Huzuru kitaplarda, dostlarının yanında ve yalnızlıkta buluyordu. Kitaplar onu düşünce âleminde bir seyyah gibi gezdiriyor, tarihin derinliklerinde olup bitenler hakkında malûmat sahibi yapıyordu. Dostları azdı.
Ama o kendini kalabalılar arasında yalnız hissederken; sayıca az olan dostları arasında huzur buluyordu.
Yalnız olduğunda ise, sadece bedeni bulunduğu mekânda tekti. O bedenen yalnız olduğu zamanlarda da; günün sonunda yaşananların muhakemesini yapıyor, tefekkür âlemini tahayyül silahı ile fethetmeğe çalışıyordu.
Yalnızlığın kalesini yıkmak zordu. En muhkem kaleler de gedikler açılırken, yalnızlığa çare zor bulunuyordu. Her şeyin yabancı olduğu bir cemiyette insan nasıl yalnız olamazdı? Fikirler yabancı, adetler yabancı, inançlar yabancı ve kısaca hayat yabancı. Ve bir sen yalnız... En kesif hislerin zihinden resmi geçit yaptığı anlardır yalnızlık....

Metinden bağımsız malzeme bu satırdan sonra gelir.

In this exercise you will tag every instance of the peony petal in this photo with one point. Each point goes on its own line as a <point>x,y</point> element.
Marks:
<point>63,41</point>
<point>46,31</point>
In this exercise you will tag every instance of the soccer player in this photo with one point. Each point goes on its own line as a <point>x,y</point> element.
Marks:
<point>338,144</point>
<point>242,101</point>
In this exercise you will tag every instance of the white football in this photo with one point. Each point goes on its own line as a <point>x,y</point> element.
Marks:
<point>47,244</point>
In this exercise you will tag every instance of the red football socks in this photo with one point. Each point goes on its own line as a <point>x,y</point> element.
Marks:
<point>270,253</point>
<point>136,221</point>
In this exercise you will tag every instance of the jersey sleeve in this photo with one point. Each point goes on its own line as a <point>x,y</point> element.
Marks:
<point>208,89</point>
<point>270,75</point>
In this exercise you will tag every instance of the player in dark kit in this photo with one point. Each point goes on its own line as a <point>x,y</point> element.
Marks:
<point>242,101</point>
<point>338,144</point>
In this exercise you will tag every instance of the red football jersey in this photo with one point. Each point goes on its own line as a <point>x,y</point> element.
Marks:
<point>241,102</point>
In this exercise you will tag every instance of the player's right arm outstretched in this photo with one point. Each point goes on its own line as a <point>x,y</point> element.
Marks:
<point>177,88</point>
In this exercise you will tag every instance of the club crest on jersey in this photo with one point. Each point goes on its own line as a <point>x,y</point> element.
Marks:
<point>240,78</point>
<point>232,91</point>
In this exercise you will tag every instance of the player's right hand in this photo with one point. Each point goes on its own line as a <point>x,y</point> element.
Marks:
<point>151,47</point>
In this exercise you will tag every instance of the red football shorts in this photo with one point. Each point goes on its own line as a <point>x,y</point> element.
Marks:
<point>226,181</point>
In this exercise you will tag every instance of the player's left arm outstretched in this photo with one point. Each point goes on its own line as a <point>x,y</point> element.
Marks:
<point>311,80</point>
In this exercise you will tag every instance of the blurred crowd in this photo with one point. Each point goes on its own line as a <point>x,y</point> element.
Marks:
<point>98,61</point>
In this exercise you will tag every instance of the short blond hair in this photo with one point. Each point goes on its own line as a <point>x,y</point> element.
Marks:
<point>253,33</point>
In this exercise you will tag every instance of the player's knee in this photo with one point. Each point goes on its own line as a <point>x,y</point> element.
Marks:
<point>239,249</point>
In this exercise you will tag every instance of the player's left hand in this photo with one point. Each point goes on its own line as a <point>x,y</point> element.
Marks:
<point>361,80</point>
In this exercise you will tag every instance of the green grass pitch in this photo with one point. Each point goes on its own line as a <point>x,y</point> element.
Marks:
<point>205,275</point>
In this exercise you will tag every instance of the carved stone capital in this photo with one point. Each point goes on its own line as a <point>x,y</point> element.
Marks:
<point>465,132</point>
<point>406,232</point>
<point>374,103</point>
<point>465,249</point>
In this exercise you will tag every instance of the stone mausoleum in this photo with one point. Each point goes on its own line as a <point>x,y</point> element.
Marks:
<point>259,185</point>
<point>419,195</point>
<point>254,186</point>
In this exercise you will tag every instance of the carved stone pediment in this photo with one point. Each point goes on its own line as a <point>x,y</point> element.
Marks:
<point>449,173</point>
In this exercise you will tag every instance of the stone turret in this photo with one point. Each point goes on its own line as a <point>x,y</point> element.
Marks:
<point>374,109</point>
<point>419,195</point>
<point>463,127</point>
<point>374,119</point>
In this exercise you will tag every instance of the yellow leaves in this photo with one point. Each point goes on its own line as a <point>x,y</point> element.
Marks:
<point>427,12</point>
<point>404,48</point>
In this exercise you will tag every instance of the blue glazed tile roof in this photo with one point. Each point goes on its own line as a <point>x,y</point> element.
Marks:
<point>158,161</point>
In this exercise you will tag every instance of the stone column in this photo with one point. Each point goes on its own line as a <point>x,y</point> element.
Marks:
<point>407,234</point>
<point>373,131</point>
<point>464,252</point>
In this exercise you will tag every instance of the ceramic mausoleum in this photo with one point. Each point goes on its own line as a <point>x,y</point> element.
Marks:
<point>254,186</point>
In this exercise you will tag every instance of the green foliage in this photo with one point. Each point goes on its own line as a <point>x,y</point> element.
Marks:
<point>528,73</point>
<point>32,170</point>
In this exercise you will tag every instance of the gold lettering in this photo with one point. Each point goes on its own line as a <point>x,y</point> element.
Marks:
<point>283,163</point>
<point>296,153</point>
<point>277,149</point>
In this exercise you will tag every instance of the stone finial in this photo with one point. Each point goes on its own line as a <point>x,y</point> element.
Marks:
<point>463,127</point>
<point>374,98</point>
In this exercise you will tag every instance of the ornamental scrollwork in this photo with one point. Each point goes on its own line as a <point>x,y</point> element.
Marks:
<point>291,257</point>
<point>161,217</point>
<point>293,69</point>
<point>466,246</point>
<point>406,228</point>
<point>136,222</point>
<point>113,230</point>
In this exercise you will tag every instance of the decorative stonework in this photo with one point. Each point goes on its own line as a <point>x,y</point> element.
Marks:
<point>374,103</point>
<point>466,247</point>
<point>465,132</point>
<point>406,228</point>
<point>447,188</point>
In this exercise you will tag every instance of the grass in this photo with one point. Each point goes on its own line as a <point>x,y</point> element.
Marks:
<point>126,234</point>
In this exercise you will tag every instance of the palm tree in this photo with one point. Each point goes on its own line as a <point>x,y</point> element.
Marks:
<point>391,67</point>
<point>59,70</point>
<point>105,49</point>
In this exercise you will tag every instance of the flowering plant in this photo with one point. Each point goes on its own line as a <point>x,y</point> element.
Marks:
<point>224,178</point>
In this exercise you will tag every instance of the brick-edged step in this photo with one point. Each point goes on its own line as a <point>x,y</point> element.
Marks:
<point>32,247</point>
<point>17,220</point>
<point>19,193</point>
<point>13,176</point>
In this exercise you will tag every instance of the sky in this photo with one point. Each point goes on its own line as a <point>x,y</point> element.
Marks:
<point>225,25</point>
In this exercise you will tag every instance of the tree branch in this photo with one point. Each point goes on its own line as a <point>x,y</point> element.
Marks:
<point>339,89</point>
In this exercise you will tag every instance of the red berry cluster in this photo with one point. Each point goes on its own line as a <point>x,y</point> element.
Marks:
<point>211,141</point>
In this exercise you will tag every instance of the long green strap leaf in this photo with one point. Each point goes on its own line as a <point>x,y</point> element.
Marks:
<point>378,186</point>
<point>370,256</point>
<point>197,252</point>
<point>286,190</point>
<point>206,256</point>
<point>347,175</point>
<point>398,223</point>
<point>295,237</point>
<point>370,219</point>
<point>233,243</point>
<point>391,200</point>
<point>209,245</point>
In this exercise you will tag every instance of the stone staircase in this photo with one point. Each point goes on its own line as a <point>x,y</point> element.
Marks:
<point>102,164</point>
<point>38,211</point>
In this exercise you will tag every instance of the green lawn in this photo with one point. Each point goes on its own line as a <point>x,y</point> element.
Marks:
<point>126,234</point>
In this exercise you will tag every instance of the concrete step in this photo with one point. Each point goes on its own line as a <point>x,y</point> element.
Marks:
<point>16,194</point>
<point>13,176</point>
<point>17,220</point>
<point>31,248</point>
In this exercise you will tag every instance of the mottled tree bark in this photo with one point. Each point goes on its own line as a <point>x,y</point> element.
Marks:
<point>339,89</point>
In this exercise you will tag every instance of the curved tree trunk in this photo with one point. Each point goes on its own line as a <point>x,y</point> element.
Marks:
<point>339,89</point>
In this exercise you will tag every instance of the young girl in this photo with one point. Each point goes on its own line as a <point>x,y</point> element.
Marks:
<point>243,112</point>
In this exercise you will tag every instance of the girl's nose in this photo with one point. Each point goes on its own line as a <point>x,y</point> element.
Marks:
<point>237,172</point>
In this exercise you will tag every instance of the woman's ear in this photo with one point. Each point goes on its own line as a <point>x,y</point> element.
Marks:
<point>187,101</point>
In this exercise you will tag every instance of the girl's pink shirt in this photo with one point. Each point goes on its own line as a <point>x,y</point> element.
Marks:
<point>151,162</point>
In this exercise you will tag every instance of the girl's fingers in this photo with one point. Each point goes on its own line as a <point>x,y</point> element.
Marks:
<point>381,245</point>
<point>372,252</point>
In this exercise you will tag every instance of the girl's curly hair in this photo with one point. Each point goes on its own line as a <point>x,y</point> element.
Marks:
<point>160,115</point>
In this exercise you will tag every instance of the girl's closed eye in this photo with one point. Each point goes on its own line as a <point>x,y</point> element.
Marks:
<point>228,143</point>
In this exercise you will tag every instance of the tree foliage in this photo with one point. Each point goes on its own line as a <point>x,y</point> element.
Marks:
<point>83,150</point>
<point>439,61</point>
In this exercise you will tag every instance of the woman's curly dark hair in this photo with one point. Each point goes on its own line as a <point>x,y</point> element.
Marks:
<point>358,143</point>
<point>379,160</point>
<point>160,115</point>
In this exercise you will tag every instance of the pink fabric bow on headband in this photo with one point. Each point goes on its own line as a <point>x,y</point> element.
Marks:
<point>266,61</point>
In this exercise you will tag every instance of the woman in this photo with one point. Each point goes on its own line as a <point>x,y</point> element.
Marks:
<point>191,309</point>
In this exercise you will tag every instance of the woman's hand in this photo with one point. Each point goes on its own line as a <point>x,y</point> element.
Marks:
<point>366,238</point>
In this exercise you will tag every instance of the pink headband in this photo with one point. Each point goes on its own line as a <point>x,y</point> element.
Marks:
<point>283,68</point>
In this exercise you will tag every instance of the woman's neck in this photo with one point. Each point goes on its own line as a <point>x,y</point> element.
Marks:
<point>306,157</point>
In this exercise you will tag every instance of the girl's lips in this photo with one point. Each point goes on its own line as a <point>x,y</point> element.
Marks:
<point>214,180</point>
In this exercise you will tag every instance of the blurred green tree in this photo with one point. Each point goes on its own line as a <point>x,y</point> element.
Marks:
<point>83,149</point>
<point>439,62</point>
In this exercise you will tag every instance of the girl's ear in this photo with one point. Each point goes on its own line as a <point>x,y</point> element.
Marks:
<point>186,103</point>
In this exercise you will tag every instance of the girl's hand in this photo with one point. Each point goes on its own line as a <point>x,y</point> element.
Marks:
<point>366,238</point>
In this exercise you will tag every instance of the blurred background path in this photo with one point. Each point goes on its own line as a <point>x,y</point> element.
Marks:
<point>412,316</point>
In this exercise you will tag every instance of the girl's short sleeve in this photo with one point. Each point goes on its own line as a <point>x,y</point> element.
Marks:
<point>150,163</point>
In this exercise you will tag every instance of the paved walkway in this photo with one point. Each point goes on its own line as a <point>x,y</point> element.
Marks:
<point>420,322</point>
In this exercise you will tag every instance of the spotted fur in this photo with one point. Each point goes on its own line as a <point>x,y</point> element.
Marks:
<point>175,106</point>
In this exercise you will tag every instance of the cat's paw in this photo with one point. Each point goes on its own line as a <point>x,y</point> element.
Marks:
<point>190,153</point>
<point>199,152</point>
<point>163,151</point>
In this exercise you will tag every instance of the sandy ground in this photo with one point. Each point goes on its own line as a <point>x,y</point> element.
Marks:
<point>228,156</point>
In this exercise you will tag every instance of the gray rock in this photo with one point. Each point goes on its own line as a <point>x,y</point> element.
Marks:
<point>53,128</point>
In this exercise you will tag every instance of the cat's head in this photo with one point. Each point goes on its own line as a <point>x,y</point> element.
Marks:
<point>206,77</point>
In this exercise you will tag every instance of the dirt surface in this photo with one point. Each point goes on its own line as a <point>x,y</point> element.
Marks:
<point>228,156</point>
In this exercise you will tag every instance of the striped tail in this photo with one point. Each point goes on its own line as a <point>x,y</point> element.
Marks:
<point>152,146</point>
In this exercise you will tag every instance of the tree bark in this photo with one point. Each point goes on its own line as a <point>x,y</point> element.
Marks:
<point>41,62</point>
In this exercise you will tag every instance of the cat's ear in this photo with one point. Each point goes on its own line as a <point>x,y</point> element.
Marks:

En derin manalar taşıyan cümleler geçer insan zihninden. Bütün insanlara tebliğini tek başına yapar sanki. Ama nedense hakikatte olduğu gibi, hayal âleminde de ikna edemez muhatabını.
Yani öyle bir yalnızlık ki hayalleri bile yabancı... Haykırmak, feryat etmek yetmez. Haykırsan duyulmaz, ağlasan hissedilmez.
Bir günün sonunda başını yastığa koyunca, neresinden başladığı belli olmayan birtakım düşünceler sıralanır zihinde.
Bu durum hayal ile fikir arsı bir şeydir. Önceden tasarlanmadığı gibi, sonu da kestirilmez. Birçoğunu hayata tatbik etmekte mümkün değildir zaten. Ama riyadan ve gösterişten uzak fikirlerdir.
Senden başkası duymaz, duysa da kabul görmez. Zaman ilerledikçe yorgun vücudun üzerinde, düşünmekten yorulmuş beyin; kendine has özelliklerini yerine getiremez ve uykuya yenik düşer.
Artık bu zamana kadar yaşanılmış günlerden birine benzer bir güne uyanmak için uykuya dalar. Yinede uykuya dalmış bir beden, kendine yabancı uyanık bedenlerden evlâdır. Ya kendine yabancı fikirlere ne demeli?